Y Levin se acordó de una escena reciente entre Dolly y los niños. Éstos, al quedarse solos, se habían puesto a cocer frambuesas al calor de una vela y a beber leche a chorros. Cuando la madre los sorprendió, se puso a explicarles, en presencia de Levin, cuánto trabajo costaba a los mayores obtener lo que ellos destruían, y añadió que todo ese trabajo se hacía por ellos, que si rompían las tazas, no tendrían dónde tomar el té y que si derramaban la leche, se quedarían sin nada que comer y se morirían de hambre.
Levin se sorprendió de la serena e indiferente incredulidad con que los niños escucharon las palabras de su madre. Lo único que les apenaba era que hubiese puesto fin a su divertido juego, y no creían nada de lo que les decía. Y no la creían porque no podían imaginarse el verdadero valor de las cosas que disfrutaban y, por tanto, no podían entender que estaban destruyendo sus propios medios de subsistencia.
«Todo eso es de lo más normal —pensaban—, pero carece de interés y de importancia, porque siempre ha sido así. Es siempre la misma cosa. Ni siquiera es necesario pensar en ello, pues es algo que nos viene dado. Y nosotros queremos inventar algo propio, algo nuevo. Por eso se nos ocurrió poner las frambuesas en una taza y cocerlas al calor de una vela, así como beber la leche a chorros. Es algo divertido y nuevo, y en ningún caso peor que beber en la taza.
»¿Acaso no es lo mismo que hacemos nosotros, lo mismo que hago yo cuando trato de servirme de la razón para descubrir el significado de las fuerzas de la naturaleza y el sentido de la vida humana?», siguió pensando Levin.

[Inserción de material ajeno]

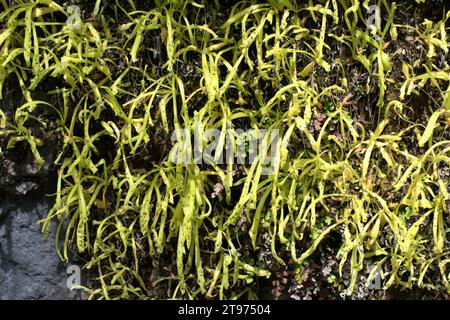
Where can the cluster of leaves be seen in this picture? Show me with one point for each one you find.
(361, 158)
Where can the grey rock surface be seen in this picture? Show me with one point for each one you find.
(29, 265)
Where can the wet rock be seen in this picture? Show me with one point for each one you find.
(29, 265)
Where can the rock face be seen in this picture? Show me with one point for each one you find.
(29, 265)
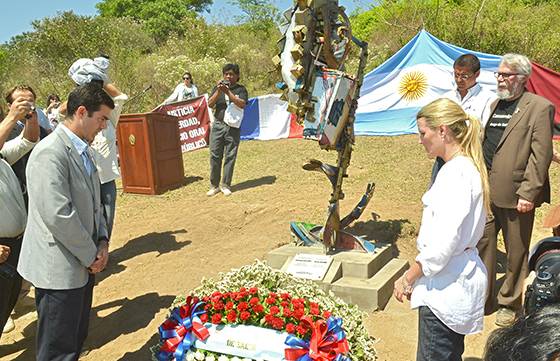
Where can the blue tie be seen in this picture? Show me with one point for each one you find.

«¿Y acaso no es lo mismo que hacen todas las teorías filosóficas cuando tratan de llevar al hombre por el camino del pensamiento, un camino extraño y que le resulta ajeno, al conocimiento de algo que sabe desde hace tiempo, y además con tanta seguridad que sin eso no podría vivir? ¿No se advierte con toda claridad en el desarrollo de la teoría de cualquier filósofo que conoce de antemano, y de manera tan certera como el campesino Fiódor, en ningún caso con mayor claridad, el sentido principal de la vida y que sólo busca volver, por el incierto camino de la inteligencia, a lo que todos conocemos?
»Supongamos que se dejara a los niños arreglárselas solos, fabricar sus propios platos, ordeñar a las vacas, etcétera. ¿Harían travesuras? Se morirían de hambre. ¡Pues que prueben a dejarnos solos a nosotros con nuestras pasiones y nuestros pensamientos, sin el concepto de un Dios único y creador! O sin el concepto de lo que es el bien, sin ninguna explicación de lo que es moralmente malo.
»¡Tratad de construir algo sin esos conceptos!
»No hacemos más que destruir, porque estamos espiritualmente saciados. ¡Igual que los niños!
»¿De dónde me viene ese conocimiento gozoso, común con el del campesino, que me proporciona esa tranquilidad de espíritu? ¿De dónde lo he sacado?
»Después de haber sido educado en la idea de Dios, en los valores cristianos, después de haber llenado toda mi vida con los bienes espirituales que me concedió el cristianismo, rebosando de ellos, viviendo por ellos, los destruyo sin entenderlos, lo mismo que esos niños; es decir, quiero destruir aquello por lo que vivo. Y en cuanto llega un momento importante de mi vida, como los niños cuando tienen hambre y frío, me dirijo a Él, y, aún menos que los niños, a quienes su madre reprende por sus travesuras infantiles, siento que mis infantiles tentativas de salirme con la mía no se me tendrán en cuenta.
»Porque lo que sé no me lo ha revelado la razón, sino que se me ha dado, se me ha revelado; lo sé gracias al corazón y a las enseñanzas esenciales de la Iglesia.
»¿La Iglesia? ¡La Iglesia!», repitió Levin para sus adentros, y, volviéndose del lado contrario y apoyándose en un brazo, se puso a contemplar en lontananza un rebaño que bajaba por la otra orilla del río.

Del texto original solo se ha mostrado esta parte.